With the knowledge that one fix won’t solve everything, our criteria for evaluating ideas gets a bit easier. Anything that can make things even slightly better is worth a shot.
Pointing Fingers Won’t Fix Anything
Whenever any sort of solution to the student loan crisis is proposed in the media, a common refrain from critics is that the borrowers signed up for the debt, so they are responsible for dealing with it.
While increasing personal responsibility and financial literacy should always be a goal, pretending student debt only affects borrowers is a mistake.
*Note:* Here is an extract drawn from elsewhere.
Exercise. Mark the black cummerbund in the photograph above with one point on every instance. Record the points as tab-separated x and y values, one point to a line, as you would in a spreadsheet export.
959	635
The closest analogous situation to the student debt crisis might be the banking crisis that lead to the great recession. Bankers, who certainly should have known better, leveraged themselves to the point that massive banks were about to go under. The term “too big to fail” entered the national lexicon. The very people responsible for the financial crisis got bailed out, some got “golden parachutes,” and as a country we moved forward.
Republican and Democratic leaders took unpopular steps that many suggested were unfair, but hated programs like the bank bailout arguably were a massive success for the entire country.
Just as the mortgage crisis wasn’t just a problem for a few homeowners and their banks, the student loan crisis isn’t just a problem for student loan borrowers. When financial problems reach such a large scale, they become everyone’s problem.
Demonizing and criticizing borrowers will not fix the student loan crisis… now is the time to roll up our sleeves as a country and get to work addressing this issue.